Thursday, January 5, 2012

Forex Trading


I might just say that forex is the short form of foreign exchange. Yes, it is correct but is it all that we need to know?
Actually forex is the exchange of currencies. It can be said that in the foreign exchange market, people swap the currencies or buy and sell the currencies.

Suppose I have 100 rupees. I know that US dollars will get stronger when compared to Indian rupees in a few coming days. I sell my 100 rupees in exchange to say $2. In a weeks time the currency rupees falls to a level of 52 compared to a dollar. Then I sell that $2. I will get 104 rupees (52 multiplied by 2). So I am now at a profit of 4 rupees.

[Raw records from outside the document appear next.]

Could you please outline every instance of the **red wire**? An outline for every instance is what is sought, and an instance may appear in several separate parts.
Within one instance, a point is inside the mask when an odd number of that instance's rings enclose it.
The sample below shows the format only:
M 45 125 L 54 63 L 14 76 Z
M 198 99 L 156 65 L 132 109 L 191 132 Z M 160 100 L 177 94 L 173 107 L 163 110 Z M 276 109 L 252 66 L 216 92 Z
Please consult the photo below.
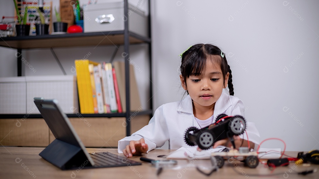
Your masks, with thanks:
M 214 125 L 216 125 L 216 124 L 217 124 L 217 123 L 218 123 L 219 122 L 220 122 L 221 120 L 222 120 L 225 119 L 225 118 L 226 118 L 226 117 L 232 117 L 232 116 L 225 116 L 225 117 L 224 117 L 223 118 L 222 118 L 220 119 L 219 119 L 219 120 L 218 120 L 216 122 L 215 122 L 214 124 Z
M 269 139 L 265 139 L 264 140 L 262 141 L 262 142 L 260 142 L 260 143 L 259 144 L 259 145 L 258 145 L 258 148 L 257 148 L 257 153 L 259 153 L 258 151 L 259 150 L 259 148 L 260 148 L 260 146 L 261 145 L 261 144 L 263 143 L 264 142 L 266 141 L 268 141 L 268 140 L 278 140 L 279 141 L 281 141 L 283 143 L 284 143 L 284 145 L 285 147 L 284 148 L 284 150 L 283 151 L 282 153 L 281 152 L 281 155 L 280 156 L 280 158 L 281 158 L 281 157 L 282 157 L 282 156 L 284 155 L 284 154 L 285 153 L 285 151 L 286 151 L 286 143 L 284 141 L 283 141 L 281 139 L 278 139 L 278 138 L 269 138 Z

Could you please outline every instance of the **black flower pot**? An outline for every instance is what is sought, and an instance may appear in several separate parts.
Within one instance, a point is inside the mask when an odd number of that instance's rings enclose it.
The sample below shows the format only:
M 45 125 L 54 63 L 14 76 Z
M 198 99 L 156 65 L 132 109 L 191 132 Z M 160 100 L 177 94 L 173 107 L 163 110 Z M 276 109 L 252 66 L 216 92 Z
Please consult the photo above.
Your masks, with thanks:
M 37 35 L 49 34 L 49 25 L 48 24 L 36 24 L 35 31 Z
M 53 23 L 53 28 L 54 32 L 66 32 L 68 29 L 68 23 L 62 22 Z
M 30 33 L 30 25 L 16 25 L 17 36 L 29 36 Z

I am talking in very small figures. But generally people do forex trading in huge amounts. Now you can think of a question that how to find whether a currency is going down or going up?
The currency of any country depends upon its economy. So if the economy is changing the rates of the currency compared to other countries will change automatically.
Suppose you know that United States will again be getting into another recession, then the economy will fall definitely so will the currency of United States.

But the amazing fact is that the forex trading is in a way independent of the economy. Whatever is happening to the economy, you can still have a chance of getting the profit in trading provided you have some skills in determining the market trends.
Forex trading market is the highest market in terms of liquidity. So each and everyone has a chance there to get some profits.